ECLI:NL:RBZWB:2022:4112
Rechtbank Zeeland-West-Brabant
- Eerste aanleg - enkelvoudig
- Rechtspraak.nl
Beroep tegen WOZ-beschikking en onroerendezaakbelastingen met schadevergoeding wegens overschrijding redelijke termijn
In deze zaak heeft de rechtbank Zeeland-West-Brabant op 22 juli 2022 uitspraak gedaan in een geschil tussen een belanghebbende, eigenaar van een woning, en de heffingsambtenaar van de gemeente Hilvarenbeek, alsook de Minister van Justitie en Veiligheid. De belanghebbende had bezwaar gemaakt tegen de WOZ-waarde van zijn woning, die bij beschikking van 29 februari 2020 was vastgesteld op € 339.000. Het bezwaar werd ongegrond verklaard op 18 september 2020, waarna de belanghebbende beroep instelde. Tijdens de zitting op 10 juni 2022 hebben partijen een compromis bereikt, waarbij de WOZ-waarde werd vastgesteld op € 321.000 en de aanslag onroerendezaakbelastingen dienovereenkomstig werd verminderd. Tevens werd overeengekomen dat de heffingsambtenaar het door de belanghebbende betaalde griffierecht van € 48 zou vergoeden en een proceskostenvergoeding van € 2.056 zou betalen.
Daarnaast heeft de belanghebbende verzocht om een vergoeding van immateriële schade wegens overschrijding van de redelijke termijn.
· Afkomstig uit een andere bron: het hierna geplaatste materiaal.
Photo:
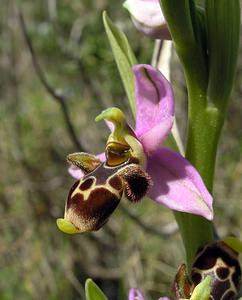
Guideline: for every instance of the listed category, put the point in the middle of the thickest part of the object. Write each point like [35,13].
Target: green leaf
[123,56]
[93,292]
[223,35]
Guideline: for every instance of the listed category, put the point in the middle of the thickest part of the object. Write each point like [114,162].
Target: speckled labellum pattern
[93,199]
[220,262]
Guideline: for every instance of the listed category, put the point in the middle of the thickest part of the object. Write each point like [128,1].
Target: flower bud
[148,18]
[223,33]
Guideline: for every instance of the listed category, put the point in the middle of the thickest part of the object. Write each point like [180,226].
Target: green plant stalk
[202,140]
[207,109]
[204,129]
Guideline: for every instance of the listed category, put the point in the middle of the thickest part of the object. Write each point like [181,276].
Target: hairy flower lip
[176,183]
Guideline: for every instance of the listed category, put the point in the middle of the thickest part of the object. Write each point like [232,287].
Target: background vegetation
[49,112]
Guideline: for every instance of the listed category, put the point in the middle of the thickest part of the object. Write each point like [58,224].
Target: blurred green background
[139,246]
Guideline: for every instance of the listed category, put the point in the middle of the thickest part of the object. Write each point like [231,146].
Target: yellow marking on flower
[122,143]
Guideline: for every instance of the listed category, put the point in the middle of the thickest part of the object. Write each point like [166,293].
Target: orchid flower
[148,18]
[200,292]
[135,164]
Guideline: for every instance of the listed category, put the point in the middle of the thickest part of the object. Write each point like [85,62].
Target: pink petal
[154,107]
[178,185]
[77,173]
[135,294]
[148,18]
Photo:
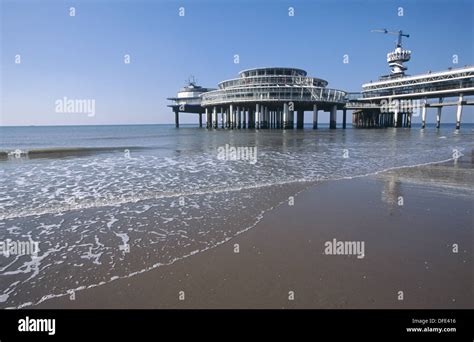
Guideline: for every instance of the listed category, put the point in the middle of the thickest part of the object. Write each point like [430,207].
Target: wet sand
[408,248]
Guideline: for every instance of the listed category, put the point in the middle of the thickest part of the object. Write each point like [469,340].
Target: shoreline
[269,278]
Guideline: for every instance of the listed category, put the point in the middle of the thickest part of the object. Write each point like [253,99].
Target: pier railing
[273,94]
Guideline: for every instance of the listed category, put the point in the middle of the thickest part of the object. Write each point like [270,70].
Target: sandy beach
[281,263]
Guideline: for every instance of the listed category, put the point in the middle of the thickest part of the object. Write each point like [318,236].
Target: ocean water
[108,202]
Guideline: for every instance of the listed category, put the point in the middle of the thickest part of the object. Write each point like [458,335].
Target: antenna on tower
[192,80]
[397,57]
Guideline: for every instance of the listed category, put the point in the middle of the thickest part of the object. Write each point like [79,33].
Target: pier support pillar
[208,118]
[300,119]
[176,118]
[438,115]
[214,117]
[239,117]
[333,117]
[251,123]
[423,116]
[257,116]
[344,118]
[285,116]
[459,112]
[266,118]
[315,116]
[231,114]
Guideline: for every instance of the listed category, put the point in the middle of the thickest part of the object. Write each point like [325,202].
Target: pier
[393,100]
[271,97]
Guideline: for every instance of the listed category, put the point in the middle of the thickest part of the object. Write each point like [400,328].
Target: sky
[82,56]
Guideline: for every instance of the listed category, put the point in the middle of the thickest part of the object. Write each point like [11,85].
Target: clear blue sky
[82,57]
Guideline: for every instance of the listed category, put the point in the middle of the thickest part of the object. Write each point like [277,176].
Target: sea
[109,202]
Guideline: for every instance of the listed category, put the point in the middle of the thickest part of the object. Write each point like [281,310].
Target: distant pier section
[394,99]
[188,100]
[269,98]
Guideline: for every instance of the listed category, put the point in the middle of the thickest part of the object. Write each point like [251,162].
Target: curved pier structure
[268,98]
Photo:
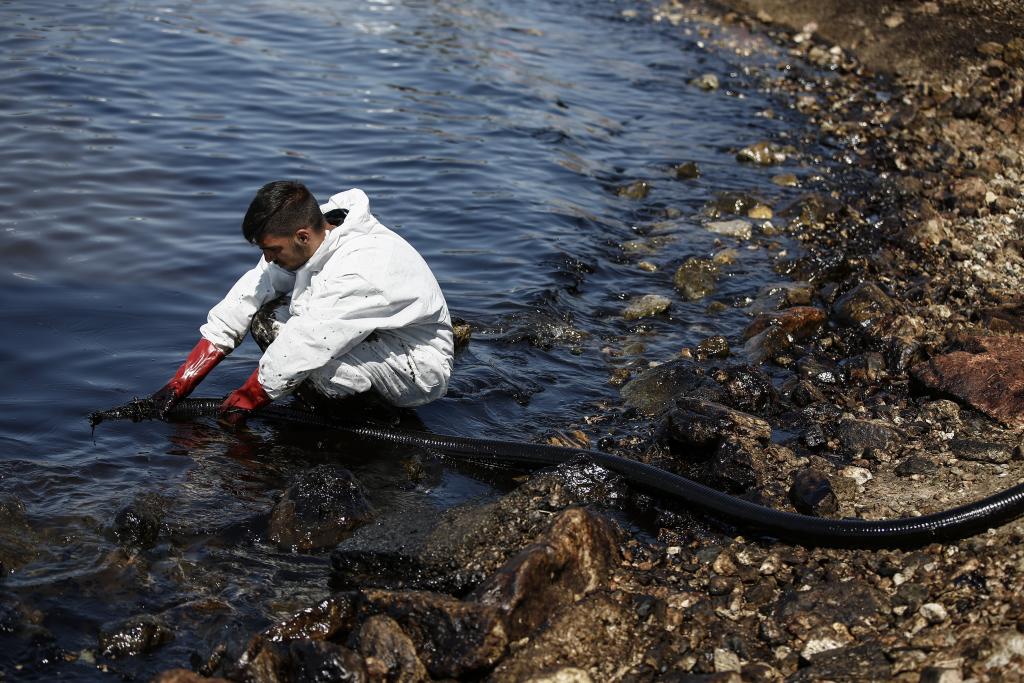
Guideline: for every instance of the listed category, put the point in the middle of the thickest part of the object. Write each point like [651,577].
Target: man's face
[288,251]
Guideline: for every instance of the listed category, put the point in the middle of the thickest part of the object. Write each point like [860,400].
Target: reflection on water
[494,135]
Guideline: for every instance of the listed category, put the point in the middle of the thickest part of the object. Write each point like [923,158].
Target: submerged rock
[763,154]
[389,652]
[800,322]
[635,190]
[988,376]
[695,279]
[981,452]
[303,659]
[137,525]
[656,389]
[646,306]
[137,636]
[688,171]
[320,510]
[737,227]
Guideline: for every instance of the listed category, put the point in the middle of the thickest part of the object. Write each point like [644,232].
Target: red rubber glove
[201,360]
[241,402]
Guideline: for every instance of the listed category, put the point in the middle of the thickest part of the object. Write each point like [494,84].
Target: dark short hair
[281,208]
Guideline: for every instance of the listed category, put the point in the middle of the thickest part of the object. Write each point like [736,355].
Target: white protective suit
[366,312]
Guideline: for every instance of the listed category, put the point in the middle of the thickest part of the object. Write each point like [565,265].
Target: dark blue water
[492,134]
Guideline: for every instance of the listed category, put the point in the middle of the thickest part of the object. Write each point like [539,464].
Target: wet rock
[1007,647]
[738,228]
[863,304]
[705,424]
[811,494]
[304,659]
[18,542]
[981,452]
[320,510]
[814,437]
[988,376]
[646,306]
[969,195]
[695,279]
[1007,318]
[760,212]
[569,561]
[804,393]
[707,82]
[800,322]
[915,465]
[462,333]
[730,203]
[389,651]
[451,551]
[563,675]
[598,635]
[785,180]
[320,622]
[656,389]
[635,190]
[848,603]
[781,295]
[864,369]
[856,663]
[747,389]
[713,347]
[1013,53]
[542,329]
[137,525]
[185,676]
[763,154]
[137,636]
[688,171]
[736,466]
[453,638]
[772,343]
[857,435]
[322,662]
[817,371]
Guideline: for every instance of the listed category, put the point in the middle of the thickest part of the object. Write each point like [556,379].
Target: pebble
[646,306]
[934,612]
[707,82]
[737,227]
[858,474]
[785,180]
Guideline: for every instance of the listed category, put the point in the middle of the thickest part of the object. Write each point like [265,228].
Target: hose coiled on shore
[949,524]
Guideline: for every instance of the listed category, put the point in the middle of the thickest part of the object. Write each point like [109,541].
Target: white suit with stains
[366,313]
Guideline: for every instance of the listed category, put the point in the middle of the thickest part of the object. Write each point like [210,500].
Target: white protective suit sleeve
[228,322]
[335,322]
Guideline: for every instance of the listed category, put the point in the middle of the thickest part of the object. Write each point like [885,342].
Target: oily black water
[494,135]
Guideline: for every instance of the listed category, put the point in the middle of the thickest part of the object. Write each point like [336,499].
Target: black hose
[808,530]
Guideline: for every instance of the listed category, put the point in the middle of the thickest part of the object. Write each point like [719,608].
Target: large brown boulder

De rechtbank oordeelde dat de redelijke termijn van twee jaar was overschreden met drie maanden, en kende de belanghebbende een schadevergoeding van € 500 toe, te betalen door de minister. De rechtbank verklaarde het beroep gegrond, vernietigde de uitspraak op bezwaar, en bepaalde de WOZ-waarde en de bijbehorende aanslag onroerendezaakbelastingen. De uitspraak werd openbaar gemaakt op www.rechtspraak.nl.